The E-series devices are mostly about messaging and connectivity so we are not surprised that they got this part right. What actually did surprise us is that they somehow managed to outdo the already excellent E71 email client. The full-fledged keyboard and the software support make for a great messenger. From a nice and intuitive editor to advanced predictive input and error correction - it's all there.
There are three message editors aboard: SMS and MMS share the first one, audio and e-mail. The SMS editor is the familiar application for all Symbian S60 smartphones. It has a counter of the characters left from the limit of 160. There is also an indicator in brackets showing the number of separate parts the message will be divided into for sending.
It goes without saying that a delivery report can be activated. The reports pop up on screen, once the message reaches the addressee and are subsequently saved in a separate folder in the messaging sub-menu. When you are exiting the message editor without having sent the message, the editor prompts you to either save it to the Drafts folder or discard it.
The audio message, albeit technically a type of MMS, was obviously deemed worthy of a dedicated editor.It allows you to either record the message on the spot or use a previously recorded sound clip.
Email is the highlight in the Nokia E75 and at the MWC 2009 Nokia showcased their updated email client for the first time. It's a downloadable application so you can probably upgrade your Nokia E71 as well.
The new email client has better looks and better messaging organization. Each of the folders of your mailbox can now be ordered by whatever criteria you might like and can then be searched if necessary.
You can also select what the folders preview should look like i.e. how many lines should be given to each entry and whether the title dividers should be applied etc.
The email client supports a wide range of personal and corporate email standards such as IBM Lotus Notes Traveller Microsoft Exchange, Gmail, Yahoo! Mail etc.
Encryption is also on board, as well as mobile VPN support for connecting to secure corporate Intranets.
It seems Nokia has got everything covered except for Blackberry Connect support. The company has announced that since they are offering a push email service similar to that of Blackberry Connect, they are now direct competitors and as such, they do not offer Blackberry Connect support since the Nokia E71 and E66.
It's a really odd decision and it clearly shows that selling their email service to end customers is more important to Nokia than selling their handsets. While this may sound perfectly reasonable to Nokia's marketing department, it might turn out to be a deal breaker for some potential E75 buyers.

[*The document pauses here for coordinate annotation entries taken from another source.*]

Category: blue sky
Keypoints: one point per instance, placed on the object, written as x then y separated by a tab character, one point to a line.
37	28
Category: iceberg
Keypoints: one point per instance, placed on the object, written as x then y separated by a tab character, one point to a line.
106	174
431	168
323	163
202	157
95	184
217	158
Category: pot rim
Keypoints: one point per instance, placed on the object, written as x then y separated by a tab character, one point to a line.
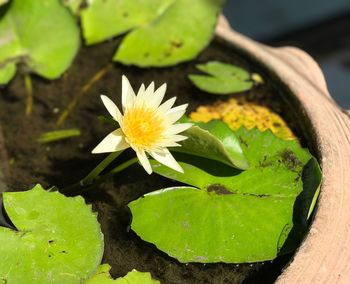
324	255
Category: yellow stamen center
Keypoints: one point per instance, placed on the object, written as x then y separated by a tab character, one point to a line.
142	127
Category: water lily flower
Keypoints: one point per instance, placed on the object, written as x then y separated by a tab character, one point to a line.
146	125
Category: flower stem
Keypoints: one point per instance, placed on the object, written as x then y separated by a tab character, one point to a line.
102	178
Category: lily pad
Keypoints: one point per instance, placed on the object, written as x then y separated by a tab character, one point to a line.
102	276
222	78
26	36
58	239
214	140
238	112
74	5
161	33
232	216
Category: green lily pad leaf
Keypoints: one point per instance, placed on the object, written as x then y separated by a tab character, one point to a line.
7	73
58	239
104	19
214	140
229	215
162	33
102	276
26	35
222	78
74	5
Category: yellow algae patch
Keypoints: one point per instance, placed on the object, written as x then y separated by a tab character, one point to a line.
237	112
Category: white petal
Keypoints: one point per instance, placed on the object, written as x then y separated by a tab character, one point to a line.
112	108
175	116
141	90
141	155
128	95
177	128
166	106
158	96
167	159
113	142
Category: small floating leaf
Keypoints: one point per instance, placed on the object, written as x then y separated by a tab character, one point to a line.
162	33
74	5
54	136
102	276
238	112
26	36
58	239
7	73
214	140
221	78
230	215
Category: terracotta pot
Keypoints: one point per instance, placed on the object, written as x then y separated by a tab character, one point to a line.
324	256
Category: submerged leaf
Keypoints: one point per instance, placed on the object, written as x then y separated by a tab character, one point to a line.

Quite naturally the Nokia E75 supports the ultra easy email setup we've been treated to recently. If you are using any public email service (it has to be among the over 1000 supported providers), all you have to do is enter your email address and password to start enjoying email-on-the-go. The Nokia E75 takes care of downloading all the relevant settings to get you going in no time.
On the whole, much like Nokia E75, the Nokia E75 is a dream texting device and certainly ranks among the best messengers we have ever seen. Nothing beats the large keys and screen of the Nokia E90 for example, but the E75 has some other tricks up its sleeve. And besides, the E90 pays the price for all that real estate with its huge size and weight.
Full-featured music ability is not supposed to make or break a business device but the music player of the Nokia E75 is still pretty decent. That's hardly surprising considering how mature the Symbian S60 music player is, and it didn't cost Nokia anything to just put it in the E75.
The lack of dedicated music keys is easily overcome by the smooth D-pad control. There is a huge number of audio formats supported including MP3, AAC, eAAC+ and WMA. M3U playlists are also managed seamlessly and transferred files are added to the music library trouble-free by choosing the refresh option.
Filtering tracks by artist, album, genre and composer is automatic and searching tracks by gradual typing is also available. Tracks are uploaded to Nokia E75 via Bluetooth, USB or by simple download. You can also use a card reader for that purpose and transfer them directly to your memory card. Upon completing a USB transfer, the phone automatically prompts scanning for new music tracks and, if allowed to do so, adds the new ones to the music library.
The player comes with five equalizer presets, bass booster and stereo widening effect. You can also create new equalizer presets if the preloaded ones won't do.
Finally, being one of Nokia's best equipped phones, the Nokia E75 naturally also includes support for the A2DP Bluetooth profile, which allows listening to music on a Bluetooth stereo headset.
The Nokia E75 features Real player for playing your video clips. The video player works in portrait or fullscreen landscape mode. The softkey functions are hidden in full screen so they don't get in the way, and they only pop up when a key is pressed.
The relatively big screen and the MP4 video clips support add up to a passable video watching experience but you will probably resort to another player anyway. The reason for this is quite simple - the E75 lacks DivX and XviD support out of the box. Luckily, finding applications for the S60 3.2 that support those codecs is a fairly easy task.